SMP Negeri 1 CIAWI Gelar Workshop Peningkatan Mutu Pendidikan Saat AKB

SMP Negeri 1 CIAWI Gelar Workshop Peningkatan Mutu Pendidikan Saat AKB

Sabtu, 19 Juni 2021

 

Kampus SMPN 1 Ciawigebang

Kuningan, (BM) - Dampak Covid-19 juga terjadi di dunia pendidikan. Sampai saat ini kegiatan pembelajaran tatap muka normal masih belum juga bisa dilakukan di sekolah. 


Alhasil metode pembelajaran hanya bisa dilakukan melalui metode daring dan luring. Sampai akhir tahun ajaran 2020/2021 pihak sekolah khususnya guru masih banyak yang kurang paham cara memaksimalkan pembelajaran melalu media internet.


Oleh karena itu SMP Negeri 1 Ciawigebang kabupaten Kuningan mencoba meningkatkan pemahaman para guru dalam meningkatkan mutu pendidikan dimasa pandemi Covid-19 atau masa Adaptasi Kebiasaan Baru (AKB) melalui Workshop Peningkatan Mutu Pendidikan dengan tema "Penyusunan Administrasi Pembelajaran dalam Pelaksanaan PTMP dengan AKB".

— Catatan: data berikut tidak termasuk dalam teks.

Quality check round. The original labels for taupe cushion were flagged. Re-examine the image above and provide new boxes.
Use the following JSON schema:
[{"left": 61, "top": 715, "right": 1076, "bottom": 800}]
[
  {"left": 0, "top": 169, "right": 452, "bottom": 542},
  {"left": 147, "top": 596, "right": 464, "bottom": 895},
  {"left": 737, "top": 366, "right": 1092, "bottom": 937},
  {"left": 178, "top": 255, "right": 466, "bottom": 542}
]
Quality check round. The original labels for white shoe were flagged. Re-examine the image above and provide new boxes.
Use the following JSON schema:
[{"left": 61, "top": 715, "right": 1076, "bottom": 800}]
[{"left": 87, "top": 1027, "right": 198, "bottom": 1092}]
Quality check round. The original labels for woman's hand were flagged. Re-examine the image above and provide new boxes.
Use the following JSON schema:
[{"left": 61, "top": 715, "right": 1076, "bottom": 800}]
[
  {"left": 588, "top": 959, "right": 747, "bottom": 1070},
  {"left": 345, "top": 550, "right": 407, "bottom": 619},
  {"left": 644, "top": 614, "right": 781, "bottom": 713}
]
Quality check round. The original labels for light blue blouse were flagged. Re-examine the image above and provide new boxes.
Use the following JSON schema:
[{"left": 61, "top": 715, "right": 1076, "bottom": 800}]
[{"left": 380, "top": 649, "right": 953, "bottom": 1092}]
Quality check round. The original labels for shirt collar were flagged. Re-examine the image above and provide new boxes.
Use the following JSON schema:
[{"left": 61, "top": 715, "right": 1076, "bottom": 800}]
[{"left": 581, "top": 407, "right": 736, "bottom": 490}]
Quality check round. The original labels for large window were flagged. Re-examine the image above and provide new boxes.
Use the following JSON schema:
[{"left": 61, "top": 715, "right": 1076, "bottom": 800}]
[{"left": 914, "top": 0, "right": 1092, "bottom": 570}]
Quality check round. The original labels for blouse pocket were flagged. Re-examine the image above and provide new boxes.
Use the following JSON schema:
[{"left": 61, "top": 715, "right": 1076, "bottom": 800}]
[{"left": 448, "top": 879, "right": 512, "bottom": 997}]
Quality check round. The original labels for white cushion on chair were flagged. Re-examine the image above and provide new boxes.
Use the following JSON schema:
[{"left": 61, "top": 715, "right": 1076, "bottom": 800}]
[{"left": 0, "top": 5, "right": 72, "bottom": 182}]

Workshop Peningkatan Mutu Pendidikan di SMPN 1 Ciawigebang

Dengan kegiatan ini diharapkan guru-guru bisa memaksimalkan berbagai metode pembelajaran menyusul instruksi Menteri Pendidikan tentang pelaksanaan Pembelajaran Tatap Muka Terbatas (PTMT) pada. Tahun ajaran baru 2021/2022 nanti.


Dalam Workshop yang diadakan di kampus SMP Negeri 1 Ciawigebang, tanggal 16, 17 dan 18 Juni kemarin menampilkan pemateri Dra. Badriah, M.Pd seorang Pengawas Dinas Pendidikan Provinsi Jawa Barat dan Drs. Uca Somantri, M.Si, Kepala Dinas Pendidikan dan Kebudayaan kabupaten Kuningan.


Kepala SMP Negeri 1 Kuningan, Subagio, M.Pd berharap dengan kegiatan ini tenaga pengajar di sekolahnya bisa lebih paham tentang penyusunan program pembelajaran saat AKB dimana tatap muka hanya bersifat terbatas, yaitu 25 persen saja.


"Pada tahun ajaran baru nanti kan pemerintah berharap tatap muka terbatas bisa dilakukan di sekolah dengan tetap memperhatikan prokes. Oleh karenanya agar lebih dipahami para guru, maka kita adakan Workshop," tutur Subagio kepada benangmerah.co.id, Jumat (18/6).


Ditambahkannya, Workshop ini sesuai rencana akan dilakukan sebanyak 4 tahap. Semua guru mata pelajaran pun diwajibkan mengikuti kegiatan ini.


Kegiatan ini juga disambut positip oleh Kepala Bidang Pembinaan SMP Dinas pendidikan kabupaten Kuningan, Abidin, S.Pd, M.Si.